The hydrogen present in the straw contributes to the water yield during pyrolysis since corn straw has higher hydrogen percentage (Fig. 2). Other straws yield less amount of pyrolytic water than corn straw because of the lower hydrogen percentage. Figure 3 indicated that the rice straw produces more amount of carbon dioxide during the pyrolysis reaction due to the higher carbon percentage, whereas corn straw produces lesser amount due to the lower carbon content biomass.

4 Model Validation

The model has been validated by comparing the model predicted value with the actual experimental yield for various straw biomasses as given in Table 3. Different operating temperatures are considered, compared, and validated for each straw biomass. In the case biochar yield from barley and oat straws, model predicts the yield which slightly differs by 20% form the experimental value. In the case of tar, for wheat straw biomass, predicted value slightly differs by 21.5%, for wheat straw biomass, it is 18%, and for maize, it is 13%. Rice and barley straws tar yield prediction is almost similar to the actual experimental value. In the gaseous component yield prediction, result greatly varies for barley around 66%, and for the other straws, the difference is insignificant.

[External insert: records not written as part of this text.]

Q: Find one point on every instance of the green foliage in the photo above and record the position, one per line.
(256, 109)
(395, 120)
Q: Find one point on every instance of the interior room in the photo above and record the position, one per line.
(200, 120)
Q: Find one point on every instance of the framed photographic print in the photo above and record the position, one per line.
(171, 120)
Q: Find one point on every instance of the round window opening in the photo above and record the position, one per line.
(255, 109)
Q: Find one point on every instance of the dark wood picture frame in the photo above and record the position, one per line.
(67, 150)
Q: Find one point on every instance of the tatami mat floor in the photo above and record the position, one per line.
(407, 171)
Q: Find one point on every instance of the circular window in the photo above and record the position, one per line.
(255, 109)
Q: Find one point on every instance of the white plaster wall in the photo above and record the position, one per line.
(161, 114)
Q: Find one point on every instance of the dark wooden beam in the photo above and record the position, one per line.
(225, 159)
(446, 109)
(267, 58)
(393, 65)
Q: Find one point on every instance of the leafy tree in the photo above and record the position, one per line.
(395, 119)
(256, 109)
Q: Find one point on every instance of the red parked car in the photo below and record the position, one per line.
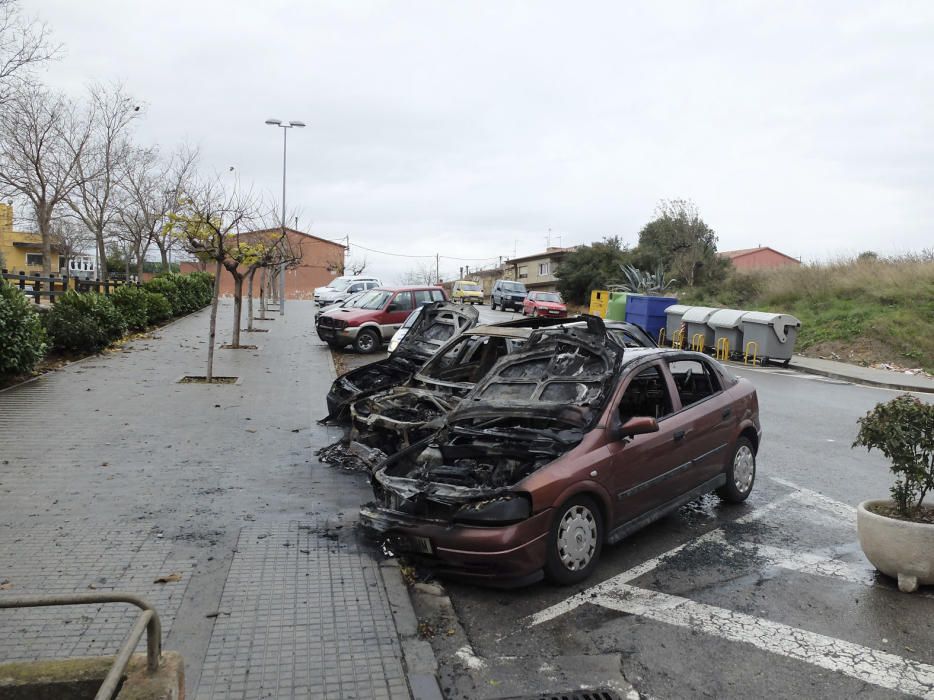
(569, 445)
(374, 318)
(544, 304)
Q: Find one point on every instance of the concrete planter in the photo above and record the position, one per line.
(897, 548)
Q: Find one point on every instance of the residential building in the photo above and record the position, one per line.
(537, 272)
(320, 262)
(759, 258)
(21, 251)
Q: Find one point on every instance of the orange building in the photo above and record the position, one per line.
(321, 261)
(761, 258)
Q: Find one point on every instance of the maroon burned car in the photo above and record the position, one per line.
(567, 445)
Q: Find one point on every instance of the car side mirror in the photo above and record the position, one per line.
(638, 425)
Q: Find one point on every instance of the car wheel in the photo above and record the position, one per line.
(367, 341)
(574, 542)
(740, 474)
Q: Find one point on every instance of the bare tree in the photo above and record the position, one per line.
(42, 140)
(175, 180)
(23, 45)
(101, 162)
(209, 222)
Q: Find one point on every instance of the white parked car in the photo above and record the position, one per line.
(343, 287)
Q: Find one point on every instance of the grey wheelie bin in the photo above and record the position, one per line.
(773, 334)
(728, 324)
(696, 319)
(673, 316)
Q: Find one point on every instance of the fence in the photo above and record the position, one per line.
(53, 286)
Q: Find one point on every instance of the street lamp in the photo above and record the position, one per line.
(285, 127)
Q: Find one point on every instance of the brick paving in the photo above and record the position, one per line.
(112, 475)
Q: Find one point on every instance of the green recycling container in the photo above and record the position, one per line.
(616, 308)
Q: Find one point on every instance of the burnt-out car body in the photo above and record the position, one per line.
(437, 324)
(566, 445)
(394, 419)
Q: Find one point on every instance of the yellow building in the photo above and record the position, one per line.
(21, 251)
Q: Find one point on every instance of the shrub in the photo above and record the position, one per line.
(158, 307)
(84, 322)
(168, 288)
(22, 338)
(903, 430)
(131, 303)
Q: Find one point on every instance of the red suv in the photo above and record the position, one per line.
(374, 318)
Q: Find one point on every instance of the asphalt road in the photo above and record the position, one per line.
(771, 597)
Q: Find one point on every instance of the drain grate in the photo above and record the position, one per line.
(572, 695)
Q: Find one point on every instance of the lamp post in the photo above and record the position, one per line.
(285, 126)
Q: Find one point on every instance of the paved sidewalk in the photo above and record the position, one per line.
(113, 475)
(887, 379)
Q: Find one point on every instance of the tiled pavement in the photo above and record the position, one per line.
(112, 475)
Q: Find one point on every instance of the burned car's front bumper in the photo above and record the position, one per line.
(507, 555)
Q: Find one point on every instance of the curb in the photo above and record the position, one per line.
(420, 661)
(860, 380)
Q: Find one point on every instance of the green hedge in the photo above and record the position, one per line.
(158, 307)
(22, 338)
(131, 302)
(84, 322)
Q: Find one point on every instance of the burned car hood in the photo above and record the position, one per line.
(438, 323)
(534, 406)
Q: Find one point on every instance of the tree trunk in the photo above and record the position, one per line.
(249, 300)
(262, 294)
(238, 304)
(213, 332)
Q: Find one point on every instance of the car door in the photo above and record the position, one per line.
(399, 308)
(704, 416)
(643, 466)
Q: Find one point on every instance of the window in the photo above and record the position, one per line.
(646, 395)
(403, 302)
(694, 379)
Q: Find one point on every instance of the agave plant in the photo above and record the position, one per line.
(640, 282)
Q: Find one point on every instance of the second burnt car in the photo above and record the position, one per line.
(565, 446)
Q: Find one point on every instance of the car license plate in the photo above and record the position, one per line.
(410, 543)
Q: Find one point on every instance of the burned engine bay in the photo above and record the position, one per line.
(534, 406)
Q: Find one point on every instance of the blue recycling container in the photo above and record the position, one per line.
(648, 312)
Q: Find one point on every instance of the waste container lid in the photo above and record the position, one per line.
(779, 322)
(726, 318)
(676, 309)
(697, 314)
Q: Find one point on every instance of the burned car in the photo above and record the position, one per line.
(566, 445)
(438, 323)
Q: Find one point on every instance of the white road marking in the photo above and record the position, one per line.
(864, 663)
(879, 668)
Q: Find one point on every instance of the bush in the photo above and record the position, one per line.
(22, 338)
(168, 288)
(185, 293)
(158, 307)
(84, 322)
(903, 430)
(131, 303)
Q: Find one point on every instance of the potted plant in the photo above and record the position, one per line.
(897, 535)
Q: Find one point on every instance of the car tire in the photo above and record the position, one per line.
(740, 473)
(367, 341)
(574, 541)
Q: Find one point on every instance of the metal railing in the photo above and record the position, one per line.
(147, 621)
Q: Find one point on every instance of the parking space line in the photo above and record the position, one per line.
(879, 668)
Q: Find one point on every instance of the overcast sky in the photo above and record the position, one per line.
(471, 129)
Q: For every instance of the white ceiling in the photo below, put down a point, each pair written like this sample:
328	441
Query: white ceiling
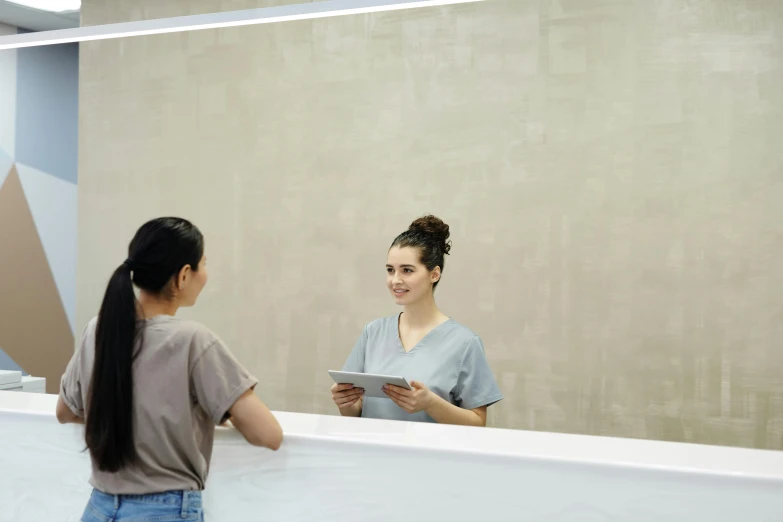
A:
35	19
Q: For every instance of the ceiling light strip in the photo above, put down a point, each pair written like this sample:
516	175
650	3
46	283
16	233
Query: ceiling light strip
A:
266	15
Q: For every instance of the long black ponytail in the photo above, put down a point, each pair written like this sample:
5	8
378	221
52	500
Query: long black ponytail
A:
156	254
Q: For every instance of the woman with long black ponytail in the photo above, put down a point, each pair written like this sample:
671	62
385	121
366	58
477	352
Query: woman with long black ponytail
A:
150	388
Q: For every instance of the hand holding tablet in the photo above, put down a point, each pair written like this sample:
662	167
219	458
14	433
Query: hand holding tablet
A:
372	384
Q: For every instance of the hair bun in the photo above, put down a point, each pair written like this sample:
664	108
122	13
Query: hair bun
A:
434	227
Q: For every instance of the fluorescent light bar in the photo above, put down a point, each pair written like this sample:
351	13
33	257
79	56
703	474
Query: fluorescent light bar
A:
55	6
266	15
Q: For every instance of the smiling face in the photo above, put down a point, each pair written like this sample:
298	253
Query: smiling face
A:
407	278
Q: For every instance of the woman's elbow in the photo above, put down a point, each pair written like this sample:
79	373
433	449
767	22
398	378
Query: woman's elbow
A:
271	441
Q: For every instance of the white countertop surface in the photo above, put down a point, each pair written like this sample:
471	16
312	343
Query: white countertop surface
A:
525	445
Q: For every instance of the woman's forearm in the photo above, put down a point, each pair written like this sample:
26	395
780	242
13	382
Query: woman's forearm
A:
446	413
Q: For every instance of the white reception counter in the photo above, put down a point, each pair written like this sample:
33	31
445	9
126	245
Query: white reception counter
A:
336	469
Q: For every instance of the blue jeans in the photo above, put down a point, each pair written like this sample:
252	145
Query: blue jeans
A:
183	506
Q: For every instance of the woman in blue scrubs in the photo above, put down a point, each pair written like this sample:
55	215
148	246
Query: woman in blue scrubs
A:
443	360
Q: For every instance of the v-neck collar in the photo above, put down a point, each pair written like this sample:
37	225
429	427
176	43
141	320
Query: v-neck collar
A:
420	343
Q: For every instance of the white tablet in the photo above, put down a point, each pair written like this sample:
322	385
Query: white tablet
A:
370	382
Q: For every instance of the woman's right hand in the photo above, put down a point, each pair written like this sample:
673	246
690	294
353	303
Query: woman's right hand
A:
345	395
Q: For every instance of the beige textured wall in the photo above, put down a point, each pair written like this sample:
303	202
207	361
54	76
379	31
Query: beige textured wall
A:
611	170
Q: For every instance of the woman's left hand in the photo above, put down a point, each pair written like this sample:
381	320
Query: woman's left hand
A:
412	401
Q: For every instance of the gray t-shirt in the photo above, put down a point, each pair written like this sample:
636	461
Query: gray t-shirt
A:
184	382
450	361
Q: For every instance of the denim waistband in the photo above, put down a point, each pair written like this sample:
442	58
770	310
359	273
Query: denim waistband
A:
185	499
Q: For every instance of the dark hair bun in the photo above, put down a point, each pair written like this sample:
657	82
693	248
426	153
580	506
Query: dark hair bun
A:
435	228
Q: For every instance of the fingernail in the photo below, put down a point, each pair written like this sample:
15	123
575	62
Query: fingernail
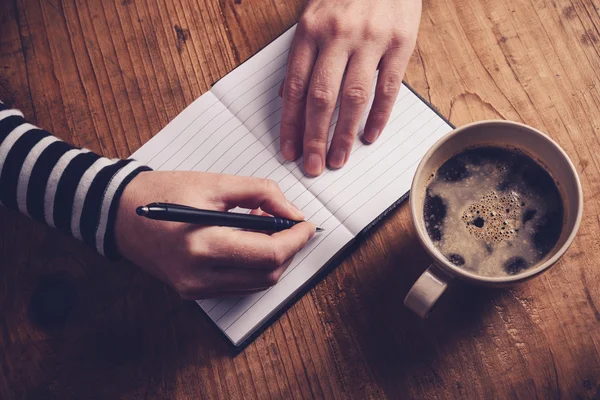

Table 3 Percentage difference in the predicted and the measured value for different pyrolytic components

5 Conclusion

The model presents the simplified and generalized equations for predicting the pyrolysis yields of char, tar, and volatiles. The pyrolytic model has been designed and executed in the MATLAB R2015b software platform. The biomass elemental composition is used as input in the present model for the prediction of volatiles gas and tar composition. In this paper, the elemental compositions of straw biomasses such as rice, corn, barley, oat, and wheat were subjected to predict their conversion behaviors at various pyrolytic temperatures. The char and tar yield found almost same for the straw biomasses considered in the present investigation as all belonged to the category of lignocellulosic biomasses. The yield of carbon dioxide obtained highest at 600–700 °C. The yield of other volatiles includes carbon monoxide, hydrogen, and methane increasing around a temperature range of 700–800 °C. Further, validation of the model is also carried out for all the five types of straw biomasses, and difference of mostly around 20% is found in predicted and actual yield. The elemental compositions of different straw biomasses were witnessed equivalent in nature, and these observations encourage the employment of co-pyrolysis for an energy-efficient conversion process.